Officiellement, Israël va « participer aux JO comme toutes les autres délégations », explique une source diplomatique israélienne. Si les membres du vol entre Tel Aviv et Paris arboraient les couleurs du pays, plusieurs Israéliens accrédités sont passés volontairement incognito à l’aéroport de Roissy ces derniers jours, selon plusieurs témoins sur place.

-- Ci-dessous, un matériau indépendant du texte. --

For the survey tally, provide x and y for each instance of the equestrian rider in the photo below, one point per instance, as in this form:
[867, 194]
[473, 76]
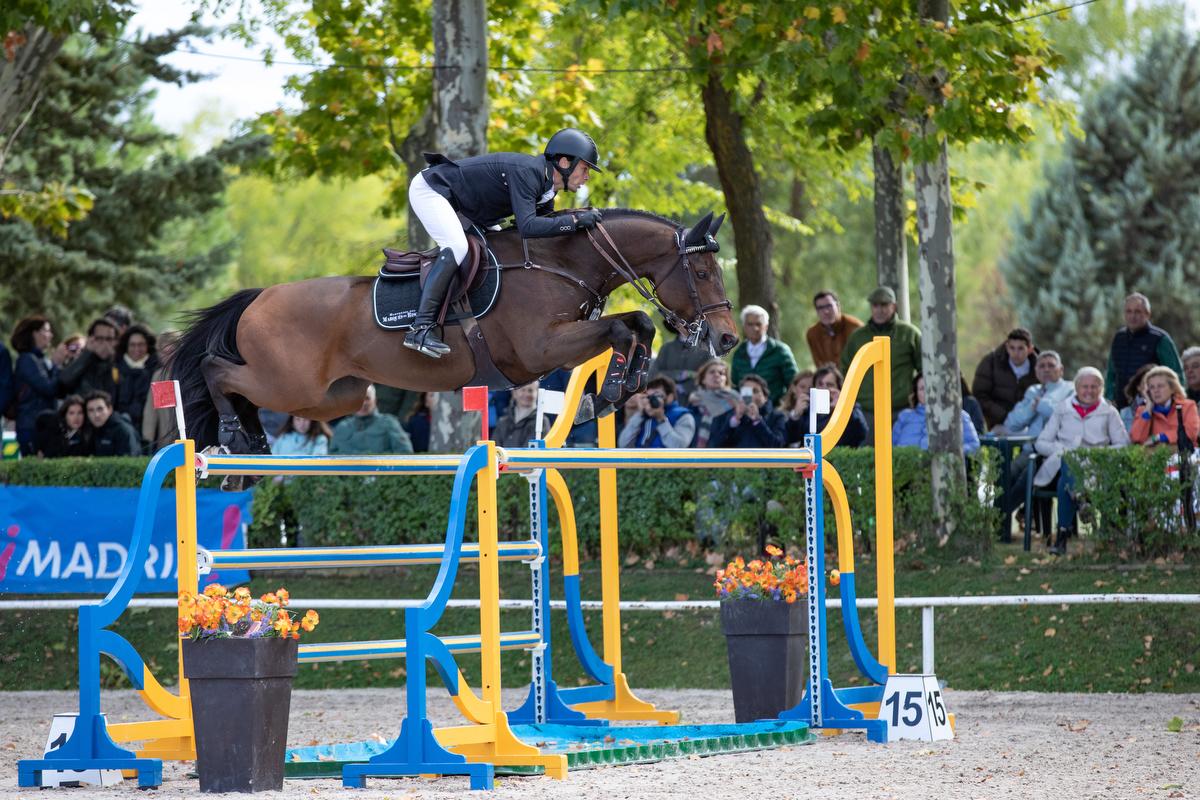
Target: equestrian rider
[487, 190]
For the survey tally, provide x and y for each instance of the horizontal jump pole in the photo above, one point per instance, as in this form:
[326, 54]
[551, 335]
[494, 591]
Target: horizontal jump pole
[399, 648]
[654, 458]
[406, 464]
[300, 558]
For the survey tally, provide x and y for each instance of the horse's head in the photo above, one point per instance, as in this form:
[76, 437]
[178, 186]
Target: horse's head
[693, 290]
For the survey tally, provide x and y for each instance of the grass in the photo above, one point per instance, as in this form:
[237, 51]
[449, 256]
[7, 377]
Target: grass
[1090, 648]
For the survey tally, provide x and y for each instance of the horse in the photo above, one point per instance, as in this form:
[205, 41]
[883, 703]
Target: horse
[312, 347]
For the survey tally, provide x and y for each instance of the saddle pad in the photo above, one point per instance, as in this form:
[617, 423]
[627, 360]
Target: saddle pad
[396, 298]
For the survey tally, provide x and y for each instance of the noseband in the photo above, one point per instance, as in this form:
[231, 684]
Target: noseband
[694, 329]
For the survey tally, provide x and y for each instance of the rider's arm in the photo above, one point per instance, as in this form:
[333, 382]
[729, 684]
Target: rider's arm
[525, 192]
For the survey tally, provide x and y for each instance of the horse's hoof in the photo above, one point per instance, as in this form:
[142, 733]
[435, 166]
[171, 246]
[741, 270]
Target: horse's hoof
[586, 411]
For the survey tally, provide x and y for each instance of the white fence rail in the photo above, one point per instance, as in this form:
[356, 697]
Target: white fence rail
[927, 606]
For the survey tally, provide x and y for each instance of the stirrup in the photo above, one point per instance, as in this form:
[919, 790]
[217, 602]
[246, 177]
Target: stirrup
[419, 338]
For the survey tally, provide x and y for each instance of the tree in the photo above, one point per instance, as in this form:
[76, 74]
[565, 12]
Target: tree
[91, 128]
[1120, 212]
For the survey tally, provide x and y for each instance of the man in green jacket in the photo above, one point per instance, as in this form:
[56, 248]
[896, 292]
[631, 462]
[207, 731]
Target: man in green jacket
[905, 349]
[370, 432]
[759, 354]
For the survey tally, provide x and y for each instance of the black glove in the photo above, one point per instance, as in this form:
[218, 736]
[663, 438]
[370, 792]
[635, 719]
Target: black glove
[587, 218]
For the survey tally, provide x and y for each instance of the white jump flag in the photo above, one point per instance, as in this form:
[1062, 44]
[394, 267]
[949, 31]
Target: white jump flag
[166, 395]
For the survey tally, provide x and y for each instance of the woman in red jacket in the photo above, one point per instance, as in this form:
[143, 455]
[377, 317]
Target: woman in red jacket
[1158, 421]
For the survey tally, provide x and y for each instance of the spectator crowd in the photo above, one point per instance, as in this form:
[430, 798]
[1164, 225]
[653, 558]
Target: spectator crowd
[89, 395]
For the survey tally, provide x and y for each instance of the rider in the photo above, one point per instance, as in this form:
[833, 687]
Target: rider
[487, 190]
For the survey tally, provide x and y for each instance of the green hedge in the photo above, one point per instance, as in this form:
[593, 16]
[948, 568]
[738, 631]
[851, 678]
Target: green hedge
[659, 510]
[1129, 505]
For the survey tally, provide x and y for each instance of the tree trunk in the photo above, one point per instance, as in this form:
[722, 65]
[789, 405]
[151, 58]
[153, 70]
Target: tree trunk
[21, 77]
[939, 314]
[460, 83]
[743, 198]
[891, 248]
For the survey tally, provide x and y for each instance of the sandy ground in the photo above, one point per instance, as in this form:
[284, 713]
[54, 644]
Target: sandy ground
[1008, 745]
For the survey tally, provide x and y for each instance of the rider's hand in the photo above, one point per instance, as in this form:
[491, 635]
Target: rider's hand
[587, 218]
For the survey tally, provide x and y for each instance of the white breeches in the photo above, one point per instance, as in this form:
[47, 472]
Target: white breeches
[438, 216]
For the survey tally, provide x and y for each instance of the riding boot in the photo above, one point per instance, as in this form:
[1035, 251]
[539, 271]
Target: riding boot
[426, 337]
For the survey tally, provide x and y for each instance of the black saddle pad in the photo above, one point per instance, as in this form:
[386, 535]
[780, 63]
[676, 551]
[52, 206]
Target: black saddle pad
[396, 296]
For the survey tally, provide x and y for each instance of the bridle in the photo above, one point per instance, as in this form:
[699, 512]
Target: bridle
[693, 330]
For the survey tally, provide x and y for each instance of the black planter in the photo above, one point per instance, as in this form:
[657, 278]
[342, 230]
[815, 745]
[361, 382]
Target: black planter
[767, 643]
[241, 693]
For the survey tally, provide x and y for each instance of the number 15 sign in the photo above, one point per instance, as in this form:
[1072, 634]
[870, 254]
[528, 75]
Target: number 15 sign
[913, 708]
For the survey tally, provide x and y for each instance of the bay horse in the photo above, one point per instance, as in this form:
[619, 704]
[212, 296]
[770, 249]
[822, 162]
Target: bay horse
[312, 347]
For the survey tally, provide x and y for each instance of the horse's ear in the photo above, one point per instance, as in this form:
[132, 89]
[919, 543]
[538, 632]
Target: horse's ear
[697, 233]
[715, 226]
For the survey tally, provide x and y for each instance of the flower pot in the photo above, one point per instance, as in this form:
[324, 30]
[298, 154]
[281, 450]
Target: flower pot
[767, 643]
[241, 693]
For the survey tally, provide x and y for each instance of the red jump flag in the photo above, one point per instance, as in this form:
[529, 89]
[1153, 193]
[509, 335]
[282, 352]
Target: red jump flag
[474, 398]
[166, 395]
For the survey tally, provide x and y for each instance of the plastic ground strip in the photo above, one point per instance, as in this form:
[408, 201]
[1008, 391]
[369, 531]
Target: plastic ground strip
[585, 747]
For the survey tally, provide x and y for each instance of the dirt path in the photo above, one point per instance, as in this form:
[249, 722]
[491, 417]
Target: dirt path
[1008, 745]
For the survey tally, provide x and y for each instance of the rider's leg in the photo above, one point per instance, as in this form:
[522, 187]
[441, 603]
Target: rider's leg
[442, 223]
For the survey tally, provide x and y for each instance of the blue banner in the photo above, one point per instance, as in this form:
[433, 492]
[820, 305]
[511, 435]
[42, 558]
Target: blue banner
[59, 540]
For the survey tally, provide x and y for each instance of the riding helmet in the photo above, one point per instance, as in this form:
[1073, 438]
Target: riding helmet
[574, 144]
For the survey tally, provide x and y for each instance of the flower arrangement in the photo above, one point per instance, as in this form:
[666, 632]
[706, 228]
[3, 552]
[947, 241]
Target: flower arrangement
[221, 614]
[775, 577]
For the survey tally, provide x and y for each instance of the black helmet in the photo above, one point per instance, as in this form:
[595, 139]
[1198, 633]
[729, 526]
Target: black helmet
[576, 145]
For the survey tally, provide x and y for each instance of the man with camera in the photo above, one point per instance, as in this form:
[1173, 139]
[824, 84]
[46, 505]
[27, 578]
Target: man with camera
[655, 420]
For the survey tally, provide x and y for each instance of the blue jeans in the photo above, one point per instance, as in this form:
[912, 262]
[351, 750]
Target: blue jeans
[1066, 501]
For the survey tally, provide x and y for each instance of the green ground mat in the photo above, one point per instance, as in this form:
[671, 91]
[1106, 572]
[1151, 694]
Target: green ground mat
[585, 746]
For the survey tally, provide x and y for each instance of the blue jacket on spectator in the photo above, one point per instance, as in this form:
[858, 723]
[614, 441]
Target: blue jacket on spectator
[767, 432]
[35, 383]
[910, 431]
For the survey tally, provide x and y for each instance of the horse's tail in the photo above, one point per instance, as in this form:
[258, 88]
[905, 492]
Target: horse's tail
[210, 331]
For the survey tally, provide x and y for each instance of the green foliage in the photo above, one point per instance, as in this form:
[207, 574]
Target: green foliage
[1132, 510]
[1119, 214]
[91, 131]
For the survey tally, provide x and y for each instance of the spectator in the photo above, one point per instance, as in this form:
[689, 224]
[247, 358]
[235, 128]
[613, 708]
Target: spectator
[1083, 420]
[6, 388]
[1135, 344]
[72, 347]
[1158, 422]
[64, 432]
[653, 419]
[120, 318]
[753, 422]
[911, 429]
[798, 391]
[1137, 396]
[159, 426]
[1029, 416]
[1191, 359]
[713, 397]
[1003, 376]
[108, 433]
[516, 427]
[828, 337]
[137, 359]
[971, 405]
[679, 362]
[301, 437]
[797, 427]
[451, 429]
[905, 349]
[419, 419]
[370, 432]
[759, 354]
[35, 377]
[95, 368]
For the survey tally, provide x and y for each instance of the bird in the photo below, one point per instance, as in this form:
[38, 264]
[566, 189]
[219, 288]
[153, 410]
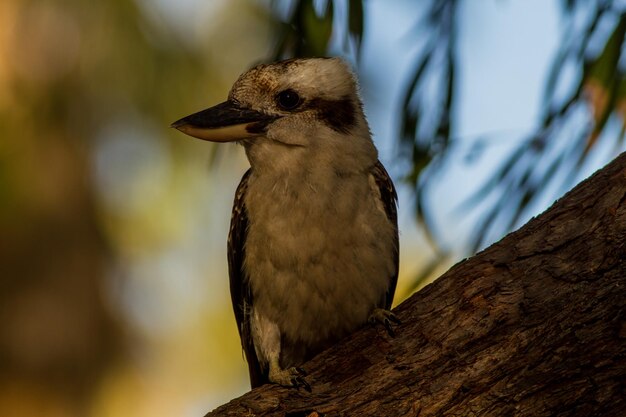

Des hommes en armes sur le bateau pour la cérémonie d’ouverture
Du côté de Paris 2024, rien ne transpire non plus sur les conditions de sécurité prises autour de cette délégation. Pas question d’exposer le lieu de résidence des athlètes israéliens au sein du village olympique, où des membres du GIGN se tiennent prêts à agir en permanence. « Dans le village olympique, les athlètes portent les uniformes », maintient notre source diplomatique, là où une employée des lieux mettait en avant la semaine dernière la discrétion des Israéliens déjà présents. Comme toutes les autres sources interrogées sur le sujet, le comité d’organisation des JO refuse de confirmer ou d’infirmer la présence de policiers israéliens sur leur lieu de résidence.
Mais selon nos informations, des forces de sécurité de l’État hébreu monteront, armés, sur le bateau de la délégation pour la cérémonie d’ouverture ce vendredi soir sur la Seine. Si le comité olympique de l’État israélien a confirmé dès janvier sa présence à la cérémonie d’ouverture, hors de question de laisser ses sportifs sans protection rapprochée à ciel ouvert au milieu de milliers de personnes. Une exception accordée également aux délégations américaine et qatarienne.
En public, la délégation israélienne martèle sa confiance en l’organisation. « Ce n’est un secret pour personne, ces Jeux olympiques sont un peu plus difficiles pour nous tous, mais nous avons pleinement confiance dans l’organisation de la sécurité », explique la présidente du comité olympique israélien, Yaël Arad. « Je me sens en sécurité et je suis ravi de représenter mon pays » abonde la judokate, Inbar Lanir.
Comme les autres athlètes, la championne du monde 2023 des moins de 78 kg a été invitée par son comité olympique à ne pas s’exprimer sur la guerre en cours pendant la compétition. À laisser la politique derrière eux. « Même nos athlètes les plus expérimentés auront besoin d’être muets pour être à 100 % physiquement et mentalement », soulignait en avril Yaël Arad.
Une cérémonie en hommage des victimes de 1972 à l’ambassade le 6 août
En France, les services de sécurité vont continuer à surveiller l’offensive dans la bande de Gaza. « Une nouvelle offensive israélienne augmenterait mécaniquement le niveau de vigilance, même si je ne vois plus trop bien comment on peut aller plus loin », glisse une source policière.
Sur le volet diplomatique, Israël sera représenté à la cérémonie d’ouverture par son président, Isaac Herzog. L’officiel doit également participer à une cérémonie en mémoire des victimes de l’attentat des Jeux olympiques de Munich. Une autre commémoration, ouverte aux familles des victimes, aux membres de la communauté juive, aux élus et aux représentants du mouvement olympique israélien et international, aura lieu le 6 août.
Celle-ci devait initialement se dérouler à l’Hôtel de Ville de Paris le 24 juillet, selon une source diplomatique israélienne, mais les contraintes liées aux périmètres de sécurité des JO déployés dans ce secteur de la capitale ont conduit à la reprogrammer plus tard et dans les murs de l’ambassade d’Israël. Un hommage dans l’intimité d’un des endroits les plus surveillés de Paris.